FIG. 1 shows the ζT of the semi-inverted plant t'i' according to the present invention when the floating prevention resistor -i T C is provided inside.
Figure 2 is a schematic diagram of a semiconductor device U'L due to non-explosion ψj when a norotting prevention resistor is provided in the entire package, and Figure 3 is a schematic diagram of a semiconductor device U'L when a high resistance is provided in a diffusion layer. FIG. 4 is a cross-sectional view taken along line AB in FIG. 3, and FIG. A plan view, and FIG. 6 is a sectional view taken along line AB in FIG. 5. A...External terminal, B...Internal element, C...External terminal, IC-1, pellet (chip), PKG...Sealing body, F...Bonding wire, G...Lead, R+
...Element mining resistance, 7. R3...Resistor for preventing through current of the present invention, T...Element protection diode, 1...N-type semiconductor substrate, 2...P-type well layer, 3...Field insulation Membrane (siO7), 4,5...
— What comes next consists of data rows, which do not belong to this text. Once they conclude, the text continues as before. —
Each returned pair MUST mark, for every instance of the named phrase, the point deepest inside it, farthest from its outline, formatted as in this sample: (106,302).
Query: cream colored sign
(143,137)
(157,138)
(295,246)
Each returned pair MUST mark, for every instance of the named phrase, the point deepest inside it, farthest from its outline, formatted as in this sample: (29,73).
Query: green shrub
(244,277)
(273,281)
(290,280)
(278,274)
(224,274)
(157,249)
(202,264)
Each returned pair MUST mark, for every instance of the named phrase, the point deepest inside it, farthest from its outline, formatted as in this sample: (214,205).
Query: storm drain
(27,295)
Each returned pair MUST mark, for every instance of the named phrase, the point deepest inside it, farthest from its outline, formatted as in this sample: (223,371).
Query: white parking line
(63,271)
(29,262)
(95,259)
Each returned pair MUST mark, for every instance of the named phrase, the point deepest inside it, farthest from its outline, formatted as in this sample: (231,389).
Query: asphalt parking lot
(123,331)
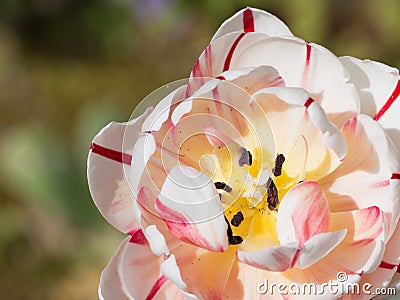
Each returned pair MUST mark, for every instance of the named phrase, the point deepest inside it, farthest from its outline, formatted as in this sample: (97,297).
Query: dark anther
(272,198)
(245,158)
(233,239)
(277,170)
(237,219)
(223,186)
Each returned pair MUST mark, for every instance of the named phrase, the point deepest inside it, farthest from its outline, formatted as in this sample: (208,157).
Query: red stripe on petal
(381,184)
(306,65)
(111,154)
(308,102)
(231,51)
(386,265)
(395,176)
(137,237)
(183,228)
(389,102)
(248,20)
(156,287)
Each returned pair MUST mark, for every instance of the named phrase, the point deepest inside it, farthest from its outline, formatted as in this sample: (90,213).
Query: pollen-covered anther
(237,219)
(223,186)
(233,239)
(272,197)
(277,170)
(245,158)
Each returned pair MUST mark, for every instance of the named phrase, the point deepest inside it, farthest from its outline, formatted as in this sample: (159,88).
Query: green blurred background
(68,67)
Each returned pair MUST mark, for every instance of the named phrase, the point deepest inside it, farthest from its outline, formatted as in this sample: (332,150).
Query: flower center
(252,211)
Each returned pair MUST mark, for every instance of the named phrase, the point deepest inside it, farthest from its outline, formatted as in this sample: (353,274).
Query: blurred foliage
(68,67)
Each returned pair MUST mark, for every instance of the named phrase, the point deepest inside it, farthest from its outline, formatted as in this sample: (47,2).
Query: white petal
(319,246)
(190,205)
(112,286)
(253,19)
(161,111)
(144,147)
(303,213)
(171,270)
(276,258)
(365,174)
(379,89)
(156,240)
(107,181)
(300,64)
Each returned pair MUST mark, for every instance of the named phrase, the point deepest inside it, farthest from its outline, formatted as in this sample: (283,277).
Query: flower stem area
(67,68)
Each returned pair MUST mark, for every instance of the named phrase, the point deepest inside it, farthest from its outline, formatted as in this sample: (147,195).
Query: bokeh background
(68,67)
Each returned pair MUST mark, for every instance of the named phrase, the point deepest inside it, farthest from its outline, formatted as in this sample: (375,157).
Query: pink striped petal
(205,273)
(318,247)
(253,19)
(276,258)
(365,174)
(134,273)
(112,286)
(363,248)
(190,205)
(379,89)
(141,272)
(300,64)
(107,181)
(299,119)
(303,213)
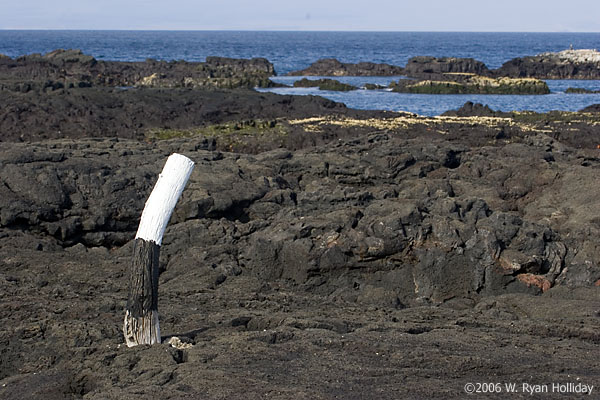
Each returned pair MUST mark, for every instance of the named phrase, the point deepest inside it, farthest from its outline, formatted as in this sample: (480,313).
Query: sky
(309,15)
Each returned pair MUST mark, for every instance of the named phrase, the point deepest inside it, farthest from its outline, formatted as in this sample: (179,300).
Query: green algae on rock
(466,83)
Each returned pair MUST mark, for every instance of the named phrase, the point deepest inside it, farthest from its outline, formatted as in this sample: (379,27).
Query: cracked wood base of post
(141,316)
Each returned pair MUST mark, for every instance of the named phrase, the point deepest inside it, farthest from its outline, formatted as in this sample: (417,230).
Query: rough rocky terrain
(316,253)
(568,64)
(71,68)
(333,67)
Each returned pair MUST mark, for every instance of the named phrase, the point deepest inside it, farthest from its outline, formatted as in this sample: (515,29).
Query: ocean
(290,51)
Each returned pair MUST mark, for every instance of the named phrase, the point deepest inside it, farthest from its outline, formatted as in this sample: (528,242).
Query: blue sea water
(296,50)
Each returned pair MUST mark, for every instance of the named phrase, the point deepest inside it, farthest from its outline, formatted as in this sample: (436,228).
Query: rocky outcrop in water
(72,68)
(317,251)
(325,84)
(464,83)
(432,68)
(333,67)
(568,64)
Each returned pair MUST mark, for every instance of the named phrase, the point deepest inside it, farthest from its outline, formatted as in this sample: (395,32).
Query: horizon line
(280,30)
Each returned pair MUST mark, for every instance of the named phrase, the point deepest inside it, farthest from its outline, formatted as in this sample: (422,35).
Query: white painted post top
(164,196)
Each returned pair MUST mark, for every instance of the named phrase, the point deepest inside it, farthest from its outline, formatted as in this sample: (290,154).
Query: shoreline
(318,251)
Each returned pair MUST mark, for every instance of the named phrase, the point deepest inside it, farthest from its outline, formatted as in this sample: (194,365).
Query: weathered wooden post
(141,316)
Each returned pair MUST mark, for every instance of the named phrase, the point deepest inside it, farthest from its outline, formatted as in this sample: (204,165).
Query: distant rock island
(567,64)
(333,67)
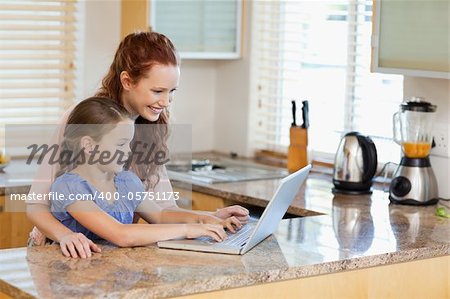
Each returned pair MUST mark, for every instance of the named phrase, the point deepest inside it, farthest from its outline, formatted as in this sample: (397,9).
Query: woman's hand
(230,223)
(214,231)
(237,211)
(77,244)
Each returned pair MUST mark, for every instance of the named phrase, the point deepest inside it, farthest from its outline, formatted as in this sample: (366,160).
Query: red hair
(137,54)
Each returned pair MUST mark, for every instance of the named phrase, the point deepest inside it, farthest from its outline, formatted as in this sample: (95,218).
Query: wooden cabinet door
(14,227)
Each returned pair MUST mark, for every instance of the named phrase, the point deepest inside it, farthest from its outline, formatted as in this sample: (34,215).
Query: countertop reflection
(339,233)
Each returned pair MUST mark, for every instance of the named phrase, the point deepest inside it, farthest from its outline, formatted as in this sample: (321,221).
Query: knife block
(297,151)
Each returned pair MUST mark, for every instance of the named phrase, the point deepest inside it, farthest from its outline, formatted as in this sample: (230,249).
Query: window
(319,51)
(37,53)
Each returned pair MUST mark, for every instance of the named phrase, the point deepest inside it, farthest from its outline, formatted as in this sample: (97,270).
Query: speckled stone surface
(348,232)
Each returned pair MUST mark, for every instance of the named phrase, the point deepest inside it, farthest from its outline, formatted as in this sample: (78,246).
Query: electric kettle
(355,164)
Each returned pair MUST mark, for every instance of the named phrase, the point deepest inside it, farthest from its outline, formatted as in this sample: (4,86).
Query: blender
(414,182)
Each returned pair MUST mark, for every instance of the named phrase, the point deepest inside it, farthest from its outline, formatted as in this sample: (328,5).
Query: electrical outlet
(441,138)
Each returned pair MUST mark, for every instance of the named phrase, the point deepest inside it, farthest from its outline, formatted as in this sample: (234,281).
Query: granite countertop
(340,233)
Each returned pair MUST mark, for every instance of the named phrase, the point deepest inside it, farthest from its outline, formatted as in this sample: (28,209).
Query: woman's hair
(137,54)
(93,117)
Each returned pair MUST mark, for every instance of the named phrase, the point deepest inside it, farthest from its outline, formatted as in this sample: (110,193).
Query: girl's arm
(71,244)
(92,217)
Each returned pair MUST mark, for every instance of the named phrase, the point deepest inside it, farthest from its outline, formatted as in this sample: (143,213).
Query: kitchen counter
(340,233)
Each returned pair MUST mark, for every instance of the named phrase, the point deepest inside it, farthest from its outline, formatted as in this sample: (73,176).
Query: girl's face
(153,93)
(115,147)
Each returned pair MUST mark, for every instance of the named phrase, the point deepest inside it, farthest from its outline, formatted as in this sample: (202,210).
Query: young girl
(98,198)
(142,78)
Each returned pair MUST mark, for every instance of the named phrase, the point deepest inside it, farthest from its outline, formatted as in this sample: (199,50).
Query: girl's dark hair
(93,117)
(137,54)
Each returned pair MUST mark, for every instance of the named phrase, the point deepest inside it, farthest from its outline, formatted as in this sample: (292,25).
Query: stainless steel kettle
(355,164)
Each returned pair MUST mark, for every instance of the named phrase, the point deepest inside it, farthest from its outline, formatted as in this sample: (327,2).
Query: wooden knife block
(297,152)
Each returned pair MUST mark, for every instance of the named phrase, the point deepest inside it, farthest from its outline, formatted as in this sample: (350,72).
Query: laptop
(254,231)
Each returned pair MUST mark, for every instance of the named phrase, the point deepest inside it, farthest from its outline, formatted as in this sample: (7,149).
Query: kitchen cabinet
(411,38)
(200,29)
(14,227)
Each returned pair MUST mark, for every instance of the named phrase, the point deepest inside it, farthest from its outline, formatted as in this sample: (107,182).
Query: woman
(142,78)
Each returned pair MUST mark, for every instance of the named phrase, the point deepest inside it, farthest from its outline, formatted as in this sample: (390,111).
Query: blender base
(351,192)
(413,202)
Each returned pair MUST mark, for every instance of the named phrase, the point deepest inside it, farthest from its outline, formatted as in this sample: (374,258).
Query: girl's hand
(214,231)
(77,244)
(230,223)
(237,211)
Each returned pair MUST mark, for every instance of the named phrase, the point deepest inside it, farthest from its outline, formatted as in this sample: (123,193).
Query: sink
(221,171)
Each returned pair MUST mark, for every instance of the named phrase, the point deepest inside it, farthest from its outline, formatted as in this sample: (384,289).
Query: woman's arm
(88,214)
(152,213)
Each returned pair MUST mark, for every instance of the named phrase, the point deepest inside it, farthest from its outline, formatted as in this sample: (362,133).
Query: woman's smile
(156,110)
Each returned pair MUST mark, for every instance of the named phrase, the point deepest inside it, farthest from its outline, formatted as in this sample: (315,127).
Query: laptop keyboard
(239,237)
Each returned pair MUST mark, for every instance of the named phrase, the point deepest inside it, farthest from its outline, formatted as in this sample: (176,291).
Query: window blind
(199,27)
(37,53)
(319,51)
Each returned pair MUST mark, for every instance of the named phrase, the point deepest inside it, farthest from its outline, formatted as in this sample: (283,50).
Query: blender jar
(413,126)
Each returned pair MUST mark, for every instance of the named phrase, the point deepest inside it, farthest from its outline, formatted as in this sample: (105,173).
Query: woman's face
(153,93)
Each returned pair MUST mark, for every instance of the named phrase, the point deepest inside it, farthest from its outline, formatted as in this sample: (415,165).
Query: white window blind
(319,51)
(37,52)
(199,27)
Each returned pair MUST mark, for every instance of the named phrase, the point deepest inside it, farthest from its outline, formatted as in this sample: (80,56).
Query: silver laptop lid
(277,207)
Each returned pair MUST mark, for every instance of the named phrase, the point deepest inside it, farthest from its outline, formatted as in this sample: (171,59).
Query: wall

P-type diffusion region, 6.7...N++ diffusion region, 8...
・Gate insulating film, 9... Gate (polysilicon), 1
0...Gate protection film (Sin2), 11...Interlayer insulating film (PSG), 12...Contact hole for high resistance, 13...Contact hole for ground wiring, 14...Gate Contact hole, 15...
8. D contact hole, 16...Aluminum (AA) wiring related to input/output, 17...Aluminum (At) wiring related to grounding, 18...Polysilicon serving as element retention resistance, 19...Final passivation f
fj (P S GL'0-20... Ceramic enclosure, 21... Lead (copper), 21... Input/output lead (
copper wire), 22...Grounding metal scrap, 23...Bonding wire (gold), 24...Pellet, 25...External connection bin, 25'...External connection bin, 26... High resistance material, 27...Glass. Figure 3 Figure 4 Figure 5 Figure 6

Claims (1)

[Claims] 1. A semiconductor integrated circuit comprising multiple CMOS devices, characterized in that a wiring for receiving an input signal is electrically connected to ground through a high resistance at the input section. Device. 2. In a semiconductor device configured as a CMOS device, it is important to note that wiring for receiving input signals is connected to a metal layer for connection to ground through a high-resistance layer in a sealed body. Features of semiconductor integrated circuit devices.